Take, for instance, the empire created by L. Brent Bozell.  From entertainment programming to journalism, the House that Brent Built gives voice to a brand of conservative criticism that spans issues from “broadcast indecency” to “liberal media bias.”

And if this were all that they did, there would be no qualms here about the Bozell-founded Parents Television Council (PTC) or his Media Research Center.  Media criticism, after all, is itself free speech.  But it isn’t all that they do.  Through organized letter writing campaigns, position papers, and filings at the FCC, the PTC actively encourages both legislative and regulatory action against “broadcast indecency.”

That this position contradicts one of the central tenets of modern conservatism — the imperative of limited government — is something that Bozell himself has acknowledged to be a conservative critique of his organization.  Alas, inconsistency (some would call it hypocrisy) of this sort does not weigh so heavily on the gentleman as to cause him to reconsider.

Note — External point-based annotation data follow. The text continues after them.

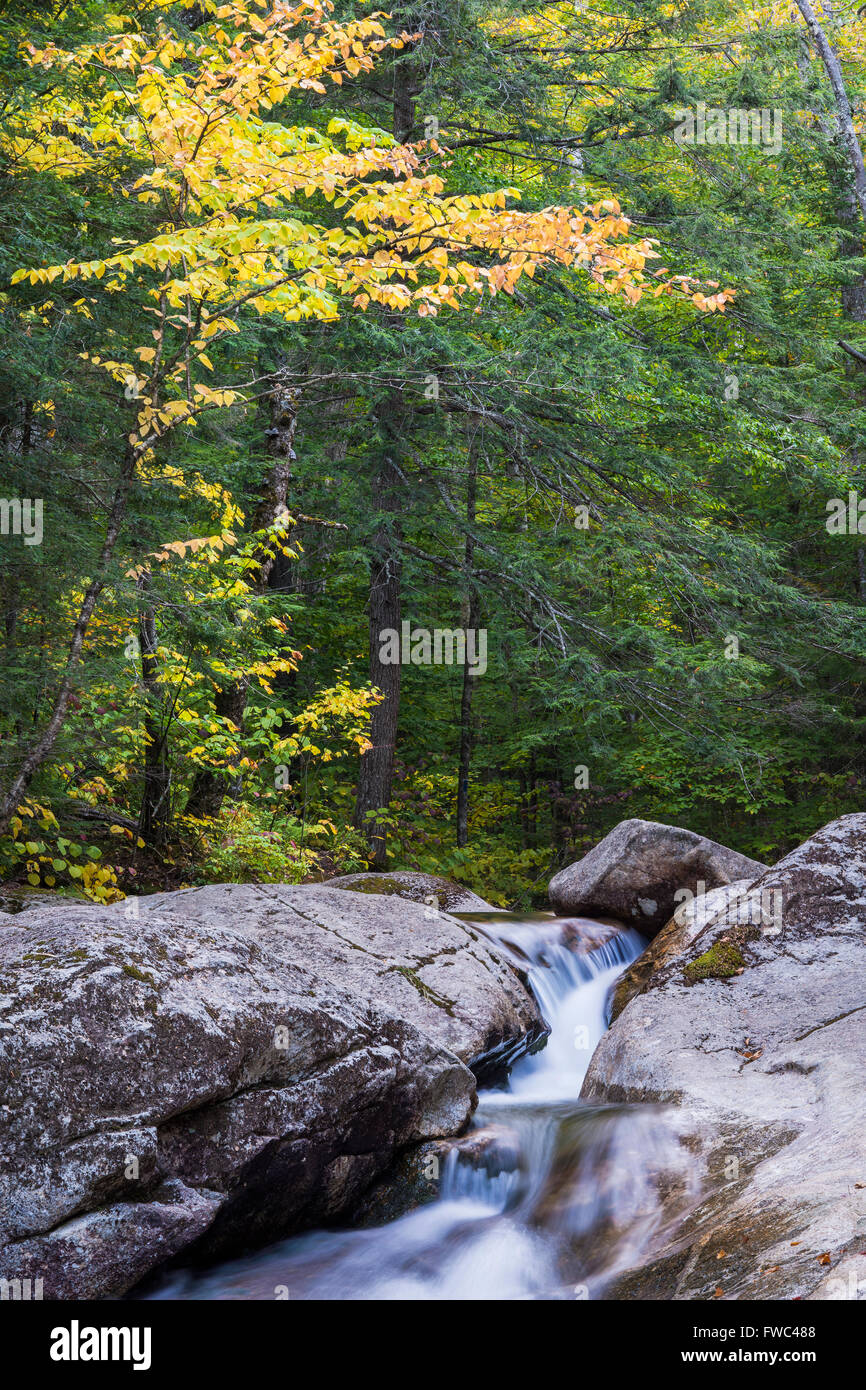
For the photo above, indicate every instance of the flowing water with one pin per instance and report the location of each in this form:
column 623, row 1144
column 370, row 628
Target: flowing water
column 549, row 1198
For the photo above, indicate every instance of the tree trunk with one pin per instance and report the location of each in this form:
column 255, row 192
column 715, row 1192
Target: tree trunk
column 376, row 774
column 210, row 784
column 843, row 106
column 385, row 567
column 471, row 608
column 153, row 813
column 41, row 749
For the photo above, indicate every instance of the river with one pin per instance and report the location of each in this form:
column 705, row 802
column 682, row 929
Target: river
column 555, row 1201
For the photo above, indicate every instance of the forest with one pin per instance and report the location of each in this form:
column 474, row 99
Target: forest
column 428, row 435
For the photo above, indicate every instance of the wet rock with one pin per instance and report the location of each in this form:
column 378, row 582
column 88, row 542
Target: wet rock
column 766, row 1066
column 419, row 1173
column 687, row 922
column 413, row 961
column 203, row 1070
column 416, row 887
column 637, row 870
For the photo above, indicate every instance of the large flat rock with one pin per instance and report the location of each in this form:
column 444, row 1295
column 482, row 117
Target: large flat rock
column 642, row 870
column 756, row 1032
column 416, row 887
column 209, row 1069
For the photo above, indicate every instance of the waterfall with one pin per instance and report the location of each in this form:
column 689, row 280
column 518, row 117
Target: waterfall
column 563, row 1196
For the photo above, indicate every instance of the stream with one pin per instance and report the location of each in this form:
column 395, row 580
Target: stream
column 552, row 1200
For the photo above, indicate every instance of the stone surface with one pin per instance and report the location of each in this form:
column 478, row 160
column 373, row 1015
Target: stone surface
column 766, row 1068
column 416, row 887
column 419, row 1173
column 637, row 870
column 223, row 1066
column 687, row 922
column 419, row 963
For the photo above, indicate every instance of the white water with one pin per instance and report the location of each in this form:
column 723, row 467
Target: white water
column 565, row 1197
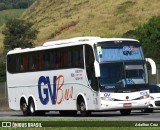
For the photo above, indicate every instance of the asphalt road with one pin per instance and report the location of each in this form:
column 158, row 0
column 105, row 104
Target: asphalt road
column 135, row 116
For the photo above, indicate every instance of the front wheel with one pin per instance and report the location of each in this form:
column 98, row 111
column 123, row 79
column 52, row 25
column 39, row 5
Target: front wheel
column 125, row 112
column 32, row 108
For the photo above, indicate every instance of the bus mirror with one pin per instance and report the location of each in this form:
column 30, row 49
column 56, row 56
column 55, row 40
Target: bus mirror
column 153, row 65
column 97, row 69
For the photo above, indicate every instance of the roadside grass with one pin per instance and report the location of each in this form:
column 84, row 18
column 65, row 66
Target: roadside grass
column 4, row 16
column 103, row 18
column 8, row 14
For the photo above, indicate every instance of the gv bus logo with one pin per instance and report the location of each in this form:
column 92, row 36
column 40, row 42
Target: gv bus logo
column 54, row 90
column 107, row 95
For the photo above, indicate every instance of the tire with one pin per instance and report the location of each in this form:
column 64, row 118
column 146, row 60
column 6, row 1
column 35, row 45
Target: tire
column 24, row 108
column 68, row 113
column 125, row 112
column 82, row 108
column 32, row 111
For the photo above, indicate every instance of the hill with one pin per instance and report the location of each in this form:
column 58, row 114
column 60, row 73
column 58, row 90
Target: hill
column 57, row 19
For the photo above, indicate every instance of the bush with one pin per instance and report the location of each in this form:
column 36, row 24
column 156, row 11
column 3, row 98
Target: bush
column 149, row 36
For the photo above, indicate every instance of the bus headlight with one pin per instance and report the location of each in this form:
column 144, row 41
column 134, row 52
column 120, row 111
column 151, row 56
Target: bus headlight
column 152, row 98
column 144, row 97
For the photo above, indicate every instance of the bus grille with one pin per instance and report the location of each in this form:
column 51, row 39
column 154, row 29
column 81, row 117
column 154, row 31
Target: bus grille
column 157, row 103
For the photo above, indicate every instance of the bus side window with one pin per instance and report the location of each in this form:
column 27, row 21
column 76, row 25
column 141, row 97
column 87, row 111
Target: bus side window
column 18, row 63
column 41, row 61
column 25, row 65
column 89, row 57
column 52, row 60
column 75, row 58
column 58, row 59
column 65, row 59
column 46, row 60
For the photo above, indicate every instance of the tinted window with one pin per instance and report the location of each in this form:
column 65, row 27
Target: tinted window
column 61, row 58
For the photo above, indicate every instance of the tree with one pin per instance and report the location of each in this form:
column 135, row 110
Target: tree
column 19, row 33
column 149, row 36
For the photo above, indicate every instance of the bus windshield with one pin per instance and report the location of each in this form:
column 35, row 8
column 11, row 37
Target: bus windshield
column 122, row 66
column 122, row 76
column 114, row 52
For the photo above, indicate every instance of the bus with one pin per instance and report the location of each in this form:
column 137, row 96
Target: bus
column 81, row 74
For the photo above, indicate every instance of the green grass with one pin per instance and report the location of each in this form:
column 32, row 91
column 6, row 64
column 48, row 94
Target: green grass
column 8, row 14
column 124, row 6
column 86, row 124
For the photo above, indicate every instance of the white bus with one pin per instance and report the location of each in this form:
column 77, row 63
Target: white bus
column 83, row 74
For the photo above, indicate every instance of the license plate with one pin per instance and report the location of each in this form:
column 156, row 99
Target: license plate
column 127, row 104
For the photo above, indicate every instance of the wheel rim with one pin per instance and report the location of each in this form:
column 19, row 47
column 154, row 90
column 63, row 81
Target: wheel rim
column 32, row 110
column 24, row 107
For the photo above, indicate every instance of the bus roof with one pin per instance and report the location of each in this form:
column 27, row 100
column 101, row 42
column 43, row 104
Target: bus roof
column 69, row 42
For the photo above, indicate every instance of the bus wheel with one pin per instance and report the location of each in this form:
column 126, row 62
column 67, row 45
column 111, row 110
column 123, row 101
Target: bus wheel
column 125, row 112
column 82, row 108
column 32, row 108
column 24, row 108
column 68, row 113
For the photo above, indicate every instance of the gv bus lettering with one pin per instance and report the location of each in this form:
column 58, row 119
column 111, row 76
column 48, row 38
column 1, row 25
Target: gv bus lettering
column 53, row 91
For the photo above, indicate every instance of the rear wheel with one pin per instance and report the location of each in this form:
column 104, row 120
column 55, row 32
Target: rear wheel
column 147, row 110
column 24, row 108
column 82, row 108
column 68, row 113
column 125, row 112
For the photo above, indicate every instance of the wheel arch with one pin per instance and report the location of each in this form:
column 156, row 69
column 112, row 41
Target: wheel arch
column 79, row 97
column 32, row 98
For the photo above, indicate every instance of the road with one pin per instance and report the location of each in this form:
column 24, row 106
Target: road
column 135, row 116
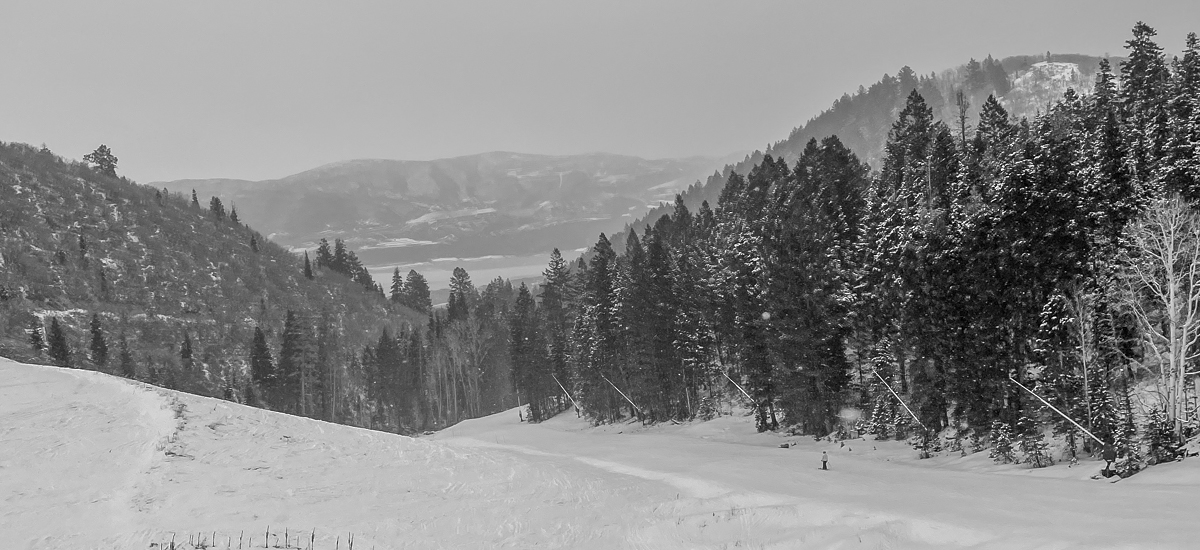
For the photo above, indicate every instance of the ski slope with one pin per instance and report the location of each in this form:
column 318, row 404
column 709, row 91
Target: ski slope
column 88, row 460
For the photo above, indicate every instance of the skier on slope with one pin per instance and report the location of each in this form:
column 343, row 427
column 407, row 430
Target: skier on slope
column 1110, row 455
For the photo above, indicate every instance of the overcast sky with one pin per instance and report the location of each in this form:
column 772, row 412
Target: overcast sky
column 264, row 89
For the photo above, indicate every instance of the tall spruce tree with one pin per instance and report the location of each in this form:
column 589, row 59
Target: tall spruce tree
column 36, row 340
column 127, row 368
column 99, row 345
column 58, row 344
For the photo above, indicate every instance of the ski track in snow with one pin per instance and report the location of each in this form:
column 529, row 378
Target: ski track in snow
column 88, row 460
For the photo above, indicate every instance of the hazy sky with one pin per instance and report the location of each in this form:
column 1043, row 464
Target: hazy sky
column 264, row 89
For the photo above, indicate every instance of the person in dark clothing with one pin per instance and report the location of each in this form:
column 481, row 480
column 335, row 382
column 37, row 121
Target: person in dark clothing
column 1110, row 456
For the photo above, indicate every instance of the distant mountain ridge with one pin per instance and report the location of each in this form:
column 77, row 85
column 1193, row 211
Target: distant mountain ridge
column 497, row 202
column 1024, row 84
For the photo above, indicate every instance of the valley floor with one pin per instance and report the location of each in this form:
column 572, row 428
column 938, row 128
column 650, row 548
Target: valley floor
column 88, row 460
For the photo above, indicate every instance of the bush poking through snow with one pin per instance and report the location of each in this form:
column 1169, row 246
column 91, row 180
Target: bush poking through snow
column 1001, row 443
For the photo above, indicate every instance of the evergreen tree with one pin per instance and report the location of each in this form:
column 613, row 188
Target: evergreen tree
column 397, row 287
column 99, row 346
column 324, row 257
column 103, row 160
column 35, row 336
column 58, row 344
column 417, row 292
column 216, row 209
column 185, row 352
column 127, row 369
column 297, row 366
column 262, row 366
column 462, row 294
column 531, row 366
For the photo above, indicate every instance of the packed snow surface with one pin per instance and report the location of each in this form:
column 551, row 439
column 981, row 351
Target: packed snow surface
column 88, row 460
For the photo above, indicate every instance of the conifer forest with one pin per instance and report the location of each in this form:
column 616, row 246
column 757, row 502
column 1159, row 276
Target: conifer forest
column 991, row 276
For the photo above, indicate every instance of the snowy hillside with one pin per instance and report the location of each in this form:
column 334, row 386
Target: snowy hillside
column 1037, row 88
column 88, row 460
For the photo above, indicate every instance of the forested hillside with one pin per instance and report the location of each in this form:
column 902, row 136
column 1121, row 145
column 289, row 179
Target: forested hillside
column 1024, row 84
column 100, row 273
column 1057, row 251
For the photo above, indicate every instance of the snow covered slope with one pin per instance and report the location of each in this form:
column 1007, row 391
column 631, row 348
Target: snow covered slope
column 89, row 460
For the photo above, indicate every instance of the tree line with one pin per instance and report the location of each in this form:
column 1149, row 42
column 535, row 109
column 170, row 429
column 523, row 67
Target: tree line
column 1059, row 251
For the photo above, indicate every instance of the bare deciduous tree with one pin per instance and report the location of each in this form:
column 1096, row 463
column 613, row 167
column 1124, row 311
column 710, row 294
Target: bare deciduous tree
column 1161, row 271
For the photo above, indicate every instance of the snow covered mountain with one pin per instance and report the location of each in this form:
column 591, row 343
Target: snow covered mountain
column 493, row 203
column 91, row 460
column 1024, row 84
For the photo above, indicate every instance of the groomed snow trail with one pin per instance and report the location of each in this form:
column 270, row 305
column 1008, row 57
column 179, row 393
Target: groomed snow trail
column 89, row 460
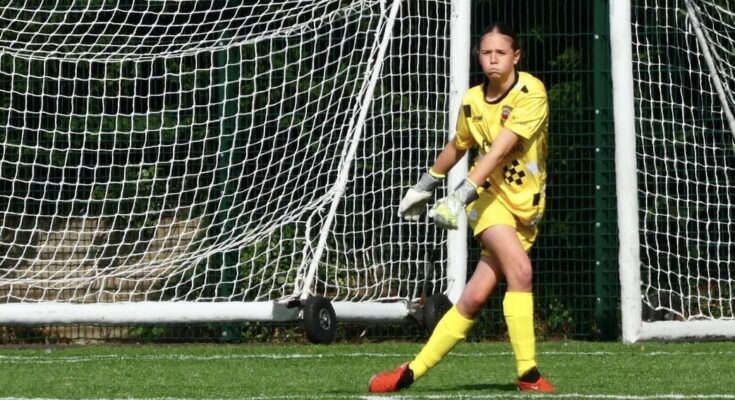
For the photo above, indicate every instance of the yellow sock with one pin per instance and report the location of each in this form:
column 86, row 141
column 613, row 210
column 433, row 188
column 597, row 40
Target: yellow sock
column 518, row 311
column 451, row 329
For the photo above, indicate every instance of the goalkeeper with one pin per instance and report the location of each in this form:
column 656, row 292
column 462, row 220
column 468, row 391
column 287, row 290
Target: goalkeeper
column 503, row 196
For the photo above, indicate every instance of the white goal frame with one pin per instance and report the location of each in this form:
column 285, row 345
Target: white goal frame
column 282, row 310
column 633, row 326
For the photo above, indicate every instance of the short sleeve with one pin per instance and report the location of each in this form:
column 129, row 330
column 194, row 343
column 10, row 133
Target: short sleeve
column 463, row 137
column 529, row 115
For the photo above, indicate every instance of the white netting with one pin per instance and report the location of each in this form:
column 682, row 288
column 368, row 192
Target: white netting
column 686, row 156
column 182, row 150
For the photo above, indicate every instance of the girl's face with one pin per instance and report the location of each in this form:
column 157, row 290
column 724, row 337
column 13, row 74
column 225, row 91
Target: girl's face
column 497, row 57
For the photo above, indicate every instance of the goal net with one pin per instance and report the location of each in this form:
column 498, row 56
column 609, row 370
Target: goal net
column 683, row 79
column 191, row 161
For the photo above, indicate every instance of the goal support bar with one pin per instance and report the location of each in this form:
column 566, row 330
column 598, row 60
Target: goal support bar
column 189, row 312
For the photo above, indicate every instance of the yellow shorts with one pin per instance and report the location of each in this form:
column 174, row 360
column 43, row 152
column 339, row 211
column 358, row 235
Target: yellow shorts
column 490, row 210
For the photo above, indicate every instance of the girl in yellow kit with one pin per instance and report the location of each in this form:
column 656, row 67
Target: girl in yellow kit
column 503, row 196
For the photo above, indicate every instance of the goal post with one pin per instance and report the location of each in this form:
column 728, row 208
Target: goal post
column 219, row 161
column 675, row 156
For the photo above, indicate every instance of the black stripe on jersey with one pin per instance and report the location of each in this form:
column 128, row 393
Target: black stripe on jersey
column 467, row 110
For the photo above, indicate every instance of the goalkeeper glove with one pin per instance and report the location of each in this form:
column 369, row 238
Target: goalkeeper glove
column 414, row 202
column 446, row 211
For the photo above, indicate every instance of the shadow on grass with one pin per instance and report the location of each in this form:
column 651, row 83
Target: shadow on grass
column 501, row 387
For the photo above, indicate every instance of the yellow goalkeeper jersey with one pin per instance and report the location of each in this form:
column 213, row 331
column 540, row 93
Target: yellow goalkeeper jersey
column 520, row 180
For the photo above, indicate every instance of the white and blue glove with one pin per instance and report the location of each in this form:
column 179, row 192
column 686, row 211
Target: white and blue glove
column 447, row 210
column 414, row 202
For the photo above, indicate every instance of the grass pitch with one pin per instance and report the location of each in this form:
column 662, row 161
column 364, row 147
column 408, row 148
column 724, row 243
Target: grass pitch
column 584, row 370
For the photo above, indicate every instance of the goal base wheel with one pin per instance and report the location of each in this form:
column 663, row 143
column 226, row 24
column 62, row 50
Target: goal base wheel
column 434, row 309
column 320, row 321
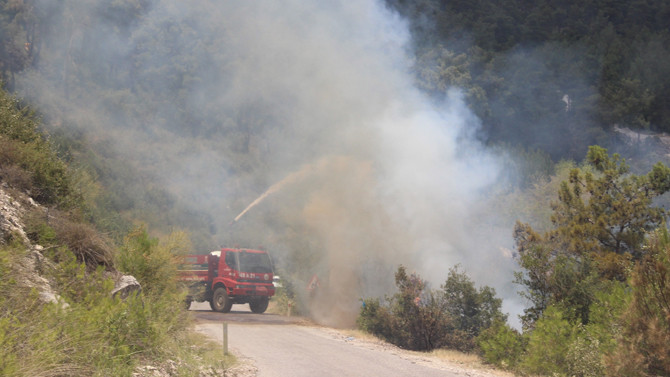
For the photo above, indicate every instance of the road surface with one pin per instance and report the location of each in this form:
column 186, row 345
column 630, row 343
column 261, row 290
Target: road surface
column 281, row 347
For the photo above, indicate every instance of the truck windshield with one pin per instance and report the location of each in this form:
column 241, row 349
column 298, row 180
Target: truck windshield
column 255, row 262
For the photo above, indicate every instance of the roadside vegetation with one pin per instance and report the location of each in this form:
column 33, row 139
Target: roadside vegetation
column 86, row 331
column 548, row 80
column 597, row 283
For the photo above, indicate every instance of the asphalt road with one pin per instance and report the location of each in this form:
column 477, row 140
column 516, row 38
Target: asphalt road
column 281, row 347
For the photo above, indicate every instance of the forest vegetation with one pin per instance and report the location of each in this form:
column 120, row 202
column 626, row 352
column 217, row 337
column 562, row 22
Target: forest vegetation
column 550, row 81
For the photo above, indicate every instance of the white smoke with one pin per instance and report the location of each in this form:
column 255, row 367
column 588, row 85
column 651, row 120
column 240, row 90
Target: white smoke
column 316, row 79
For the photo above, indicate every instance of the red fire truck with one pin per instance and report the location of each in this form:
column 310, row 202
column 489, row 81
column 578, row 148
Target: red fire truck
column 229, row 276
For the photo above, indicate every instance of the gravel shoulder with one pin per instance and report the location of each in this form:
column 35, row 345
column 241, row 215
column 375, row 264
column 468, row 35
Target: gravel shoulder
column 299, row 348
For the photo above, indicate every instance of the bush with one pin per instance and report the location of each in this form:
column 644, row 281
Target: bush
column 54, row 229
column 548, row 344
column 22, row 146
column 151, row 262
column 501, row 345
column 418, row 318
column 644, row 345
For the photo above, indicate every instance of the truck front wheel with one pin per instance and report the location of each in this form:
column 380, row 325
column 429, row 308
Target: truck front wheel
column 259, row 305
column 220, row 300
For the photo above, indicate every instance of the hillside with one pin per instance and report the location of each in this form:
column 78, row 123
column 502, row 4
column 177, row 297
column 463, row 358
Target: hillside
column 66, row 308
column 451, row 174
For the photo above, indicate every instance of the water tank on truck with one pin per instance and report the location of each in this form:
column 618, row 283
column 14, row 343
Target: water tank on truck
column 229, row 276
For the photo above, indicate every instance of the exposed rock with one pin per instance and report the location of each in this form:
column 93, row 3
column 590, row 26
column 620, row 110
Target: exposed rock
column 10, row 217
column 125, row 285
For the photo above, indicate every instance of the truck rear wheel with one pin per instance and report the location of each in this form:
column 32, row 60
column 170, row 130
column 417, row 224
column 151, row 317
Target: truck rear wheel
column 259, row 305
column 220, row 301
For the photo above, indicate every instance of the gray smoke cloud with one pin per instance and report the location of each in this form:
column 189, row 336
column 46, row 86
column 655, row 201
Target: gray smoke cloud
column 314, row 96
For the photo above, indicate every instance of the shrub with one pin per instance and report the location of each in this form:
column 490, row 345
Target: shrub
column 501, row 345
column 54, row 229
column 422, row 319
column 644, row 347
column 548, row 344
column 151, row 262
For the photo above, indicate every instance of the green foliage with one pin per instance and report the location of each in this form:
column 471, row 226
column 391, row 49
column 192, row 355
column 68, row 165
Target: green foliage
column 422, row 319
column 501, row 345
column 151, row 262
column 471, row 310
column 54, row 229
column 548, row 344
column 532, row 57
column 644, row 343
column 27, row 160
column 600, row 221
column 88, row 332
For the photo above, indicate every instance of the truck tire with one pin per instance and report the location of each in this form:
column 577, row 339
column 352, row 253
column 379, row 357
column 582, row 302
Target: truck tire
column 220, row 300
column 259, row 305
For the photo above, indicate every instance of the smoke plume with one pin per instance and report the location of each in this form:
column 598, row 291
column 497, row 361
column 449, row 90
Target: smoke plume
column 297, row 119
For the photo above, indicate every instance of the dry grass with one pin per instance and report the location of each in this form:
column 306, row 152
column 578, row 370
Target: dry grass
column 467, row 360
column 462, row 360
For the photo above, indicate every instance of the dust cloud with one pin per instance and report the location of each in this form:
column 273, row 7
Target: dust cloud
column 303, row 121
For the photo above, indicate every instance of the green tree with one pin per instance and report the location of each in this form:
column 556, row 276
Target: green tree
column 644, row 344
column 600, row 222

Like the late Reed Irvine, another conservative media critic who came before him, Bozell apparently believes that government regulation isn’t always a bad thing.  In Irvine’s case, the classic example of this was his support of the Fairness Doctrine.  Irvine believed that, without the Fairness Doctrine, conservatives would be bereft of any influence over the liberal sensibilities of broadcast journalists.  Of course we now know that repeal of the Fairness Doctrine led directly to the dominance in talk radio not of liberals but of conservatives!

In demonstration of the tenacity of history, this same Fairness Doctrine may yet prove to be Brent Bozell’s undoing too.  This, because these days all the talk, endorsed by such as the Speaker of the House, is of the reinstitution of the Fairness Doctrine.  Through the Media Research Center, Bozell is mobilizing his troops to fight against any such plan, but because of the pro-regulation stance of his PTC there are real questions about how much credibility his anti-Fairness Doctrine activities will have.

Oh, he will, one assumes, be able to organize a letter writing campaign, but such campaigns don’t equate  with credibility in the same way, and for the same reason, that power doesn’t equate with integrity.